Recentemente, depois de uma palestra, uma simpática psiquiatra de crianças e adolescentes me sugeriu um artigo, aqui, sobre medo. Prometi, estou cumprindo, até porque o assunto repassa quase toda a minha obra.
De modo que medo é saudável, medo demais causa angústia, medo de menos nos expõe.
De que temos medo, por que temos medo, desde quando temos medo? Penso que desde o comecinho de tudo, quando ainda nem éramos bem humanos. Pois animais têm medo, muitas vezes mais e melhor do que nós, humanos, meio cegos, distraídos, surdos, com as tantas turbulências, boas e más, desta nossa vida. Perdemos o refinamento de alguns sentidos e muitas vezes acabamos nos expondo a perigos evitáveis, porque já nem os percebemos, mergulhados nos iPods e iPhones e nas redes sociais (nada contra, também tenho e uso).
Imagino, desde pequena, o terror dos primeiros humanos com coisas naturais como tempestade, trovão e relâmpago, dia e noite, outros serzinhos humanos saindo das barrigas das mulheres, e tanta coisa, maravilhosa, louca, perigosa, a que estavam expostos sem conhecimento.
Todos temos medo, e precisamos dele como prevenção de desastres evitáveis. Alguns de nós têm mais medos do que outros: sempre fui uma criança medrosa, possivelmente por esse excesso de imaginação, com o qual trabalho e que, afinal, paga minhas contas. Eu tinha sobretudo medo do escuro, de vultos imaginados atrás das cortinas, da mão que sairia de baixo da cama pra me arrastar para algum reino de sombras horríveis, só para dar alguns exemplos.

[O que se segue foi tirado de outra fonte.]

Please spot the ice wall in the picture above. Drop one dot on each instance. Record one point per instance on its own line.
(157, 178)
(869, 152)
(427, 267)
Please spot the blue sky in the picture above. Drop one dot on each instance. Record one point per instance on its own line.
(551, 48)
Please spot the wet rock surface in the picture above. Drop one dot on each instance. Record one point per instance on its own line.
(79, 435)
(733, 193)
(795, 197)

Naqueles tempos contavam-se muitas histórias, começando pelos belíssimos contos de fadas, belos e sinistros aliás, porque as personagens, coitadinhas, geralmente sofrem para conseguir o que desejam: um príncipe enamorado, pernas pra andar com ele, comida em casa para não ser largado na floresta, um beijo de príncipe para despertar do sono causado pela maldição de alguma bruxa... além do mais, sendo por alguns anos filha única, no meio de adultos, eu espetava as orelhas até onde dava para ouvir conversas de adultos, na sala, na cozinha, na lavanderia, no pátio quando se penduravam no varal os lençóis que me acolhiam de noite, perfumados de sol. Histórias terríveis como a da amiga da cozinheira, com um verme imenso na barriga, que saía se pusessem um pires de leite diante da boca da infeliz: à noite eu sentia o verme subindo pela minha garganta. Muito tempo depois eu o exorcizei no meu romance A Asa Esquerda do Anjo.
De modo que medo é saudável, medo demais causa angústia, medo de menos nos expõe. Hoje temos medos que antigamente nem se conhecia, sobretudo na doce cidadezinha onde nasci: crianças brincavam na calçada nas noites de verão, e ninguém imaginava perigo algum. Por outro lado, hoje talvez haja medo de menos: com facilidade brincamos de nos drogar, de beber, de fumar, de nos aventurar em encontros perigosos, porque vivemos num tempo de ilusão de liberdade fácil.
Muitos não vão concordar, e talvez se escandalizem, mas hoje, quem sabe, as grades na janela da casa, as recomendações dos pais, os avisos do médico, sejam bem mais positivos do que aventurar-se no mato onde nem todas as bruxas são boas.